Имоджин вздохнула и спустила ноги с кровати.

– О! – воскликнула Джози. – От тебя и в самом деле разит вином.

– Это может случиться, если упадешь в винную бочку. Прошлой ночью я приняла ванну, но мне не хотелось ложиться спать с мокрыми волосами. Позволь мне быстренько почистить перышки, и мы вместе позавтракаем. Мир всегда кажется полным трагизма, пока не поешь. Все греческие драматурги, должно быть, писали свои трагедии в самый разгар голодного мора.

– Софокл много лет был на войне, – сказала Джози, слегка приободрившись. – Должно быть, он был на солдатском пайке.

Имоджин содрогнулась.

– Миссис Редферн, возможно, и не печет овсяных лепешек, как повар Эвана, но все-таки у нас есть кое-что получше солдатского пайка.

– Так каков мистер Спенсер? – спросила Джози. – Аннабел и я просто потрясены новостями и без конца обсуждали их, после того как получили твое письмо насчет пьесы. Мы должны сегодня же написать ей и не упустить ни малейшей подробности.

– Он воспитан и выглядит джентльменом.

– Есть ли в его внешности и поведении признаки того, что он незаконнорожденный? Ну, например, есть ли у него горб?

– Джози! Как ты можешь быть такой недоброй, особенно после истории, которую рассказала мне?

– Думаю, ты права, – согласилась Джози после минутной паузы. – Это несправедливо. Я просто нахожу все это интересным. Я никогда не знала никого незаконнорожденного, кроме старого Майкла в деревне. Ты его помнишь?

– Это был старик, имевший обыкновение сидеть возле колодца и бравший по полпенса за право набрать воду?
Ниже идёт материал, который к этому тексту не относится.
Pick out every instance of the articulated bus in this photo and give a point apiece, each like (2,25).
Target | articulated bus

И если вы отказывались дать, он плевал в колодец струей табачной жвачки.

Джози кивнула:

– Да, у меня есть только один этот очаровательный пример.

– Ну, считать, что каждый внебрачный ребенок должен быть похож на старого Майкла, – это все равно что ждать от всякой женщины стройности, как у леди Джерси.

Имоджин набросила халат и направилась в ванную. Голос Джози остановил ее:

– Может, ты питаешь настояшую склонность к брату Рейфа?

Имоджин остановилась, держась за ручку двери, но не обернулась.

– Он весьма привлекательный мужчина.

Имоджин вошла в ванную и закрыла за собой дверь.